Thursday, June 2, 2011

Germany's Nuclear Plans

This is my first attempt at blogging. I am dismayed at Germany's politically motivated decision to shut down all its nuclear power plants. I am a elementary particle physicist who did research in Germany for five years a long time ago. My forefathers were partially German and my father was born in Central Texas in a town called Fredericksburg where the paper was printed in Gothic style letters and many people spoke German. It is hard for most people to appreciate the change in German mentality caused by the second world war. There is a powerful feeling of mistrust of self, particularly as regards controversial social change. It is hard for today's German to support an exposed position of their government in military matters and, in this case, in an area closely associated with military weapons.

The Fukushima Daiichi powerplant breakdown has killed no one and is not clear that it has harmed anyone. The presence of multiple core meltdowns in a populated area is both unproductive and inconvenient, but that is a commercial problem, not one of health. Low-level radiation has little or no connection to cancer, regardless of the inaccurate portrayals of Hiroshima, 3 mile Island, and Chernobyl as health disasters, not including the effects of the actual bomb explosion in Hiroshima.

All things considered, nuclear power is preferred over all others from various points of view. The first is the availability of fuel. There is enough uranium in sea water to power the world for about 50,000 years. Second is the lack of pollution during normal operation and the ease of clean up in the case of an accident. Third is the uniform availability of the fuel which deemphasizes the importance of small countries like Saudi Arabia from a global security perspective.

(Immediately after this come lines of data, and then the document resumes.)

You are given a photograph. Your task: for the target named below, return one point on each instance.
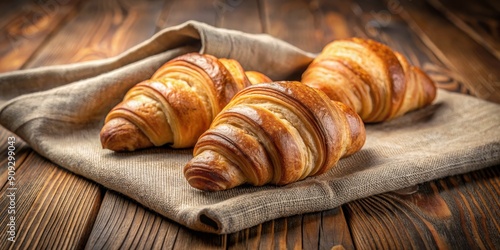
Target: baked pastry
(375, 81)
(175, 106)
(275, 133)
(256, 77)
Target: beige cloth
(59, 111)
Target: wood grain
(28, 26)
(53, 208)
(293, 22)
(57, 209)
(479, 19)
(381, 21)
(122, 223)
(475, 65)
(451, 213)
(100, 30)
(230, 13)
(182, 11)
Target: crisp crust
(176, 105)
(277, 133)
(378, 83)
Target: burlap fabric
(59, 111)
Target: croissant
(176, 105)
(375, 81)
(256, 77)
(275, 133)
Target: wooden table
(457, 44)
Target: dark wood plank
(479, 19)
(457, 212)
(27, 25)
(476, 66)
(101, 29)
(122, 223)
(51, 207)
(380, 20)
(335, 233)
(182, 11)
(293, 22)
(248, 238)
(311, 229)
(230, 13)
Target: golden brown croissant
(378, 83)
(274, 133)
(176, 105)
(257, 77)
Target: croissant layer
(274, 133)
(176, 105)
(375, 81)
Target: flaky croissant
(275, 133)
(176, 105)
(375, 81)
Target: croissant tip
(210, 171)
(203, 179)
(120, 135)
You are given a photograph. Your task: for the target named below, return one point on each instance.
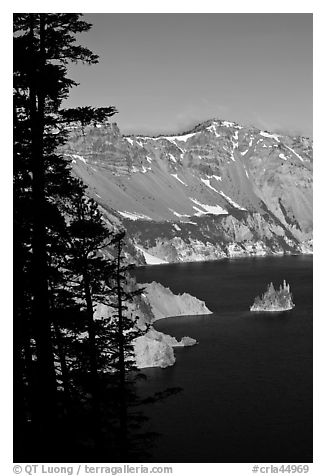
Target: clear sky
(167, 72)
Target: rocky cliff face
(220, 190)
(155, 349)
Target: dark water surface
(247, 386)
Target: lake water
(247, 385)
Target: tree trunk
(46, 388)
(122, 368)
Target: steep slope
(155, 349)
(219, 190)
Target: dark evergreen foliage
(74, 392)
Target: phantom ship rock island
(273, 300)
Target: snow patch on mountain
(176, 177)
(134, 216)
(213, 209)
(270, 136)
(150, 259)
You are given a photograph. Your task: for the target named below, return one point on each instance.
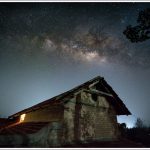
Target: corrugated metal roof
(117, 102)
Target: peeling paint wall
(49, 136)
(46, 114)
(68, 122)
(96, 119)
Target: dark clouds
(47, 48)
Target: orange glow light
(22, 117)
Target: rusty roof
(117, 102)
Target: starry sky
(49, 48)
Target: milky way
(48, 48)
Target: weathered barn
(85, 113)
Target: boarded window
(94, 97)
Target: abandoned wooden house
(86, 113)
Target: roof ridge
(57, 96)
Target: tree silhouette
(141, 32)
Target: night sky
(49, 48)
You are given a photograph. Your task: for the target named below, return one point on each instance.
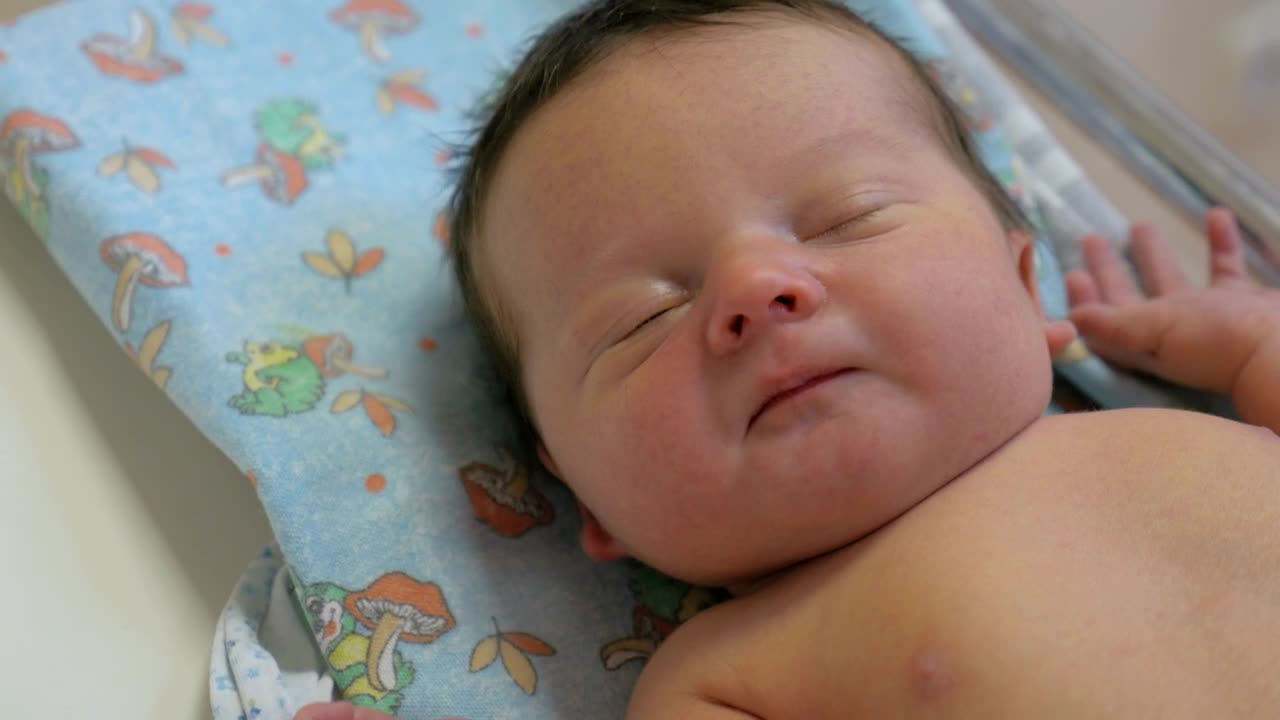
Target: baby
(778, 329)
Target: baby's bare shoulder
(1147, 442)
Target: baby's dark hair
(580, 41)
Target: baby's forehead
(634, 109)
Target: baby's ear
(1059, 335)
(598, 543)
(548, 461)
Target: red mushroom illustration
(373, 19)
(401, 89)
(191, 19)
(140, 258)
(397, 609)
(133, 58)
(26, 133)
(283, 176)
(332, 354)
(504, 499)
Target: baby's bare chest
(1136, 588)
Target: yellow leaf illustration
(161, 377)
(321, 264)
(484, 654)
(519, 668)
(385, 104)
(342, 250)
(151, 345)
(346, 401)
(141, 174)
(110, 164)
(412, 76)
(393, 402)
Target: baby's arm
(1224, 337)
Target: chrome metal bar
(1123, 112)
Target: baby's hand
(1198, 337)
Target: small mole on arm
(929, 677)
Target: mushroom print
(145, 356)
(515, 650)
(140, 258)
(191, 19)
(133, 58)
(374, 19)
(503, 497)
(346, 650)
(662, 605)
(397, 609)
(401, 89)
(332, 355)
(138, 164)
(342, 261)
(22, 135)
(293, 142)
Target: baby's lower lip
(798, 391)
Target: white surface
(122, 529)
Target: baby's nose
(758, 292)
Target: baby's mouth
(794, 388)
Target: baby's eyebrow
(594, 314)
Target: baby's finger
(1138, 328)
(1157, 268)
(1225, 249)
(1109, 272)
(1080, 288)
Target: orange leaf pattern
(382, 417)
(270, 177)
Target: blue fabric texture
(250, 195)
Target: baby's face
(760, 311)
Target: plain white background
(122, 529)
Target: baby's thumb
(1127, 335)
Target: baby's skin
(775, 338)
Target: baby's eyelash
(851, 222)
(645, 322)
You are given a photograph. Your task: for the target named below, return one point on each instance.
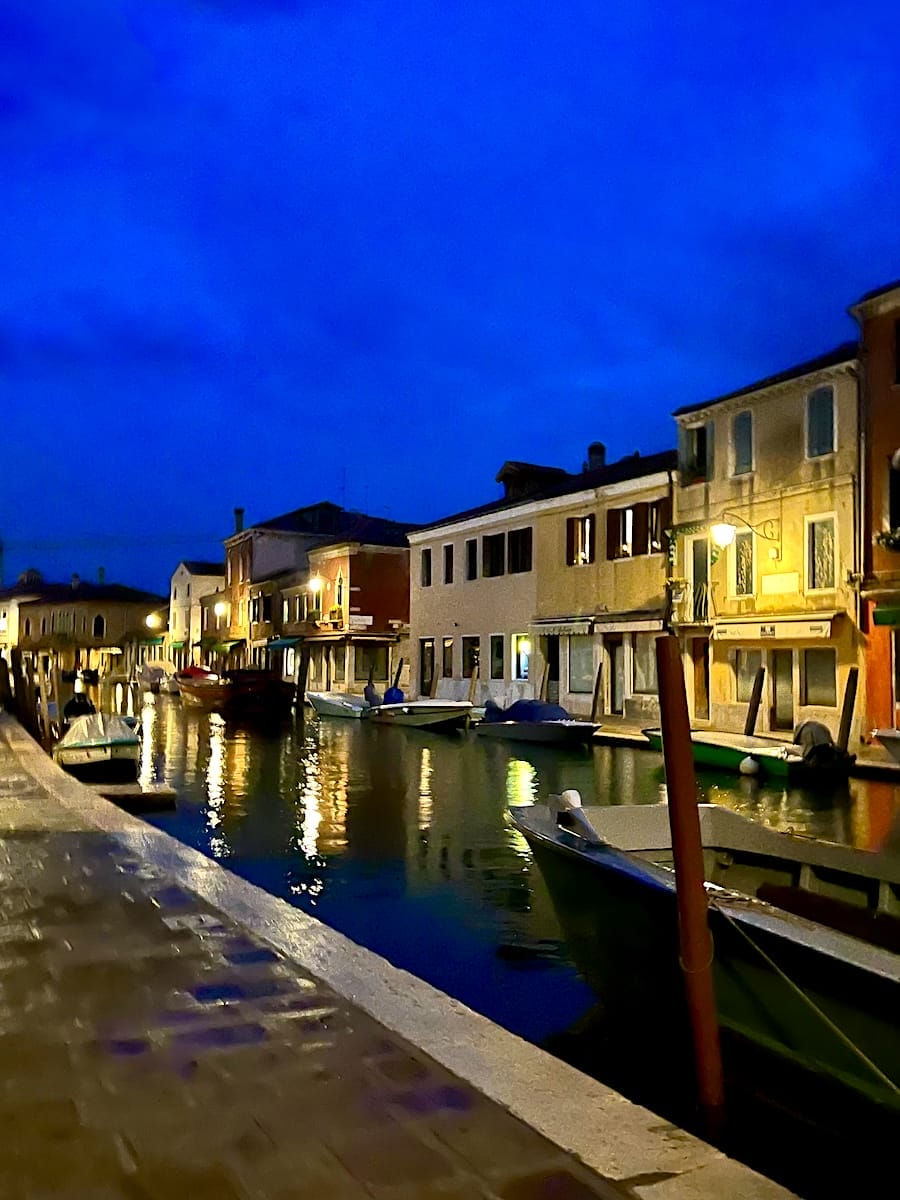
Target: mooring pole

I can only assume that Angela Merkel who is a nuclear physicist herself is acceding to the demands of the German environmentalists and Green party in order to expose their naivete' before the rest of the nuclear fuel economies of the world. Every source of power generates its own risk. But we have to be clear headed when we evaluate the amount of risk, which means not reading a newspaper or magazine written by an uneducated journalist trying to sell papers. The risk involved with nuclear reactors is very small, when seen from a global perspective. The waste problem is another red herring generated by peoples fear of nuclear weapons and the medias misunderstanding of nuclear waste material. “The solution to pollution is dilution.”

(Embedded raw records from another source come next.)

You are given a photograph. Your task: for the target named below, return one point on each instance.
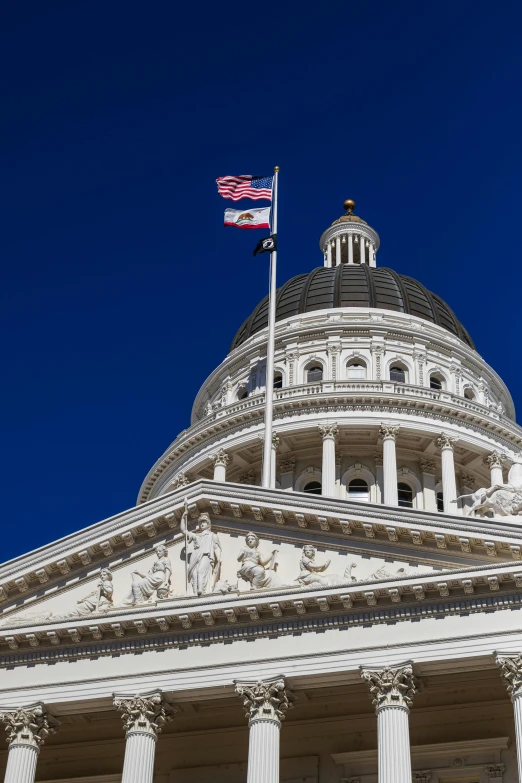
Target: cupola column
(329, 433)
(392, 689)
(27, 729)
(265, 702)
(221, 460)
(510, 665)
(446, 444)
(144, 716)
(389, 458)
(494, 461)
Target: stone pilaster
(265, 702)
(144, 716)
(392, 689)
(27, 729)
(329, 433)
(446, 444)
(389, 436)
(221, 460)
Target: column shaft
(263, 752)
(138, 766)
(21, 764)
(393, 740)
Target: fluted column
(329, 433)
(221, 460)
(265, 702)
(27, 729)
(511, 671)
(494, 461)
(428, 485)
(144, 716)
(389, 458)
(446, 444)
(392, 689)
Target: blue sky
(121, 290)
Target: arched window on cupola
(313, 488)
(358, 489)
(436, 381)
(356, 370)
(405, 495)
(398, 373)
(314, 373)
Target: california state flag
(248, 218)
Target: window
(313, 488)
(440, 501)
(405, 494)
(358, 490)
(314, 373)
(357, 371)
(397, 374)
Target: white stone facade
(355, 621)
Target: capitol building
(356, 621)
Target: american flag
(245, 186)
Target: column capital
(29, 726)
(391, 686)
(265, 699)
(329, 431)
(144, 713)
(427, 466)
(510, 665)
(445, 441)
(221, 458)
(494, 460)
(388, 431)
(287, 465)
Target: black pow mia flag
(266, 245)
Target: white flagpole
(269, 382)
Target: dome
(353, 285)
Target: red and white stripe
(236, 188)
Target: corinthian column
(221, 460)
(265, 702)
(446, 445)
(27, 729)
(392, 689)
(329, 433)
(494, 461)
(511, 671)
(144, 716)
(389, 436)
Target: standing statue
(100, 600)
(312, 572)
(256, 568)
(501, 500)
(156, 580)
(204, 564)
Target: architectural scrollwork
(28, 725)
(265, 699)
(145, 713)
(391, 686)
(511, 672)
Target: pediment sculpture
(500, 500)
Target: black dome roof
(354, 285)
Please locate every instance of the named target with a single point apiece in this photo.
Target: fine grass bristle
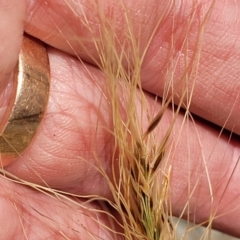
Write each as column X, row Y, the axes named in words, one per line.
column 141, row 167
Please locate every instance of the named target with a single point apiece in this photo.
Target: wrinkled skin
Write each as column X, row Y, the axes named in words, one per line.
column 67, row 132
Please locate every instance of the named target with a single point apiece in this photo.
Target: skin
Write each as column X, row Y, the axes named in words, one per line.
column 68, row 129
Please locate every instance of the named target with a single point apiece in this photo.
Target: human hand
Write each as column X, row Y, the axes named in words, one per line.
column 61, row 152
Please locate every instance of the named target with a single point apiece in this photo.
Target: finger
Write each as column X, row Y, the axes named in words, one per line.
column 176, row 40
column 22, row 206
column 69, row 148
column 11, row 28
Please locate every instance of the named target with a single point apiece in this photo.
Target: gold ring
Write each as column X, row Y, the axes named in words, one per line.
column 29, row 98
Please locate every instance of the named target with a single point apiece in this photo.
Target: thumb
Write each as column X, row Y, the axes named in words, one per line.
column 12, row 14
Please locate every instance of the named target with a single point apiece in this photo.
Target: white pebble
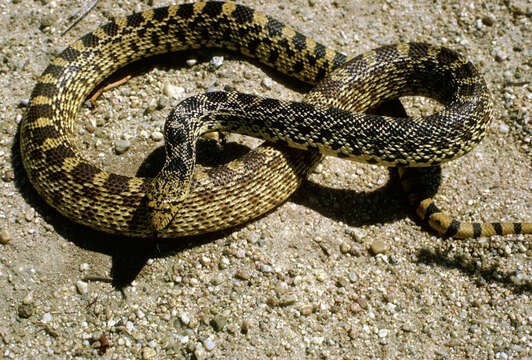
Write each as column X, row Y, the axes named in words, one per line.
column 217, row 61
column 383, row 333
column 185, row 318
column 157, row 136
column 47, row 317
column 209, row 344
column 82, row 287
column 173, row 91
column 503, row 128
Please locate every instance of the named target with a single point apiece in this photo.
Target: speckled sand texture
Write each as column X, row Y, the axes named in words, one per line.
column 304, row 281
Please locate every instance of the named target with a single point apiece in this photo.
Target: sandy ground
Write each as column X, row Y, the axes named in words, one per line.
column 301, row 282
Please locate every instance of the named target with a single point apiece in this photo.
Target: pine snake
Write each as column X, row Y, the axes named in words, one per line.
column 248, row 187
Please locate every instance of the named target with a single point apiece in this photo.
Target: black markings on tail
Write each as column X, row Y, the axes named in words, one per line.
column 213, row 8
column 160, row 14
column 477, row 229
column 274, row 27
column 84, row 172
column 90, row 40
column 453, row 228
column 243, row 14
column 185, row 11
column 431, row 209
column 497, row 227
column 135, row 20
column 44, row 89
column 70, row 54
column 111, row 28
column 116, row 184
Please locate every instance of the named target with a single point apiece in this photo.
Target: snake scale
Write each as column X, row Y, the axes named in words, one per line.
column 245, row 188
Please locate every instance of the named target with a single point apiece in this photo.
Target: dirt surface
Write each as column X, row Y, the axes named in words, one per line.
column 304, row 280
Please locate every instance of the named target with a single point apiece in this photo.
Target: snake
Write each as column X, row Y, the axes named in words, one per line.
column 329, row 121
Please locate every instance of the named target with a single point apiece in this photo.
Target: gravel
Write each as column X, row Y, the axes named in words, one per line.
column 343, row 270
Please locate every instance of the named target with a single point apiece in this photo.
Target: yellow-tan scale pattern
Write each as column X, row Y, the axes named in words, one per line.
column 218, row 198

Radioactive material comes from the earth and it can be put back in the earth without problem. Of course, there are scientific considerations as to how to do that, but it's not a political question. The problem is much simpler than how to dispose on the material from the Fukushima Daiichi reactors.

Radioactive materials and radioactivity are natural, and all the mishaps at nuclear plants pale in consideration with the natural background radiation due to cosmic rays from the cosmos. Please keep your eyes on the real risk of radiation. How many people have actually died? How many cases of cancer are directly tied to radiation? On the other hand, how many people die in gasoline fires? Relieve yourselves of nuclear anxiety. Inform yourselves by talking to a scientist. But don't listen to groups of scientists who gather for political purposes. The science is clear, you don't have to form a group to understand it.

I hope that the future includes further sources of nuclear energy involving the fusion as well as fission, but for now nuclear reactors, continuously upgraded, offer the best solution to our energy problems.